We spoke with Rob Rankin, senior vice president at Worldpay, who helps us breakdown the complicated world of payment networks and discusses what financial institutions should know about payment networks to maximize their investments.

First things first – What is a payment network?

A payment network is the intermediary between all of the various elements that comprise a transaction, from the cardholder all the way through to the settling of transaction funds. In other words, whenever cardholders use their credit or debit card at a point-of-sale terminal or ATM, that transaction is routed through a payment network.

What is the purpose of a network?

Networks provide connectivity between the financial institution/issuer and the merchant/ATM. As the intermediary, a network makes sure that, regardless of whether the card is used at a merchant or an ATM, the authorization and funds movement are properly directed to ensure money is appropriately distributed. The merchant and merchant processor determines how a point of sale (POS) purchase payment will be routed. ATM transactions are typically routed through the financial institution’s designated preferred ATM network.

To clarify, can you discuss the different types of transactions covered by payment networks?

There are a number of transactions types supported by payment networks. They include transactions at ATMs – such as cash withdrawals, transfers and deposits, – and at POS terminals where a cardholder swipes, taps or inserts the card or payment device. So, anytime a transaction is made and money needs to be transferred, a payment network is behind the scenes. Payment networks also support peer-to-peer payments and bill payments.

What elements make up a payments network? Are there different kinds of payments networks?

Typically, a network will support two primary transaction sets – ATM transactions and POS transactions. Each network has its own set of operating standards that govern how it authorizes, settles, and supports transactions. This is where you’ll start to see differences among networks – additionally some of the networks’ economics may be more favorable to merchants while others tend to favor the issuer. This preference can be seen in the structure and rates of a network’s fees.

Why should an issuer care about what network they are using?

For a financial institution – as with any business – it all comes down to maximizing the return on its investment. It’s important for issuers to understand its customers purchasing habits and the economics behind their chosen payment network. There could be financial ramifications and missed revenue opportunities if the institution chooses a network whose economics do not appropriately align with how and where cardholders are using its cards. This point underlines the importance for institutions to understand its customers buying habits and align its networks to maximize revenue from those buying habits.

What advice would you give to issuers when considering the financial implications of using one network over another?

The financial implications that come with network choices are centered on interchange and switch fees. Interchange is the amount that gets paid to the issuer for a POS transaction, while a switch fee (sometimes called assessments) is paid by the issuer to the network. Generally speaking, it is usually in the issuers’ best interest to gravitate toward higher interchange fees with low switch fees.

How have EMV and Tokenization affected payment networks?

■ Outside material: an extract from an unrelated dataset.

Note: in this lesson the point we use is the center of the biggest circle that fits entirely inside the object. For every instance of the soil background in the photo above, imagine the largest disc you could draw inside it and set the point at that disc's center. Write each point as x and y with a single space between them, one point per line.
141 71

EMV and Tokenization have made payments safer and more secure. The shift to EMV has forced each payment network to invest in infrastructure upgrades to support more complex transactions. All participants in the transaction flow will benefit from the advancements in transaction security.

Any last words?

Payment networks are complicated to understand, but we need to remember that they only make up one component of a larger payments strategy. I can’t stress enough how important it is that institutions look at – and understand – each component of the holistic payments strategy to ensure they are not missing out on revenue opportunities.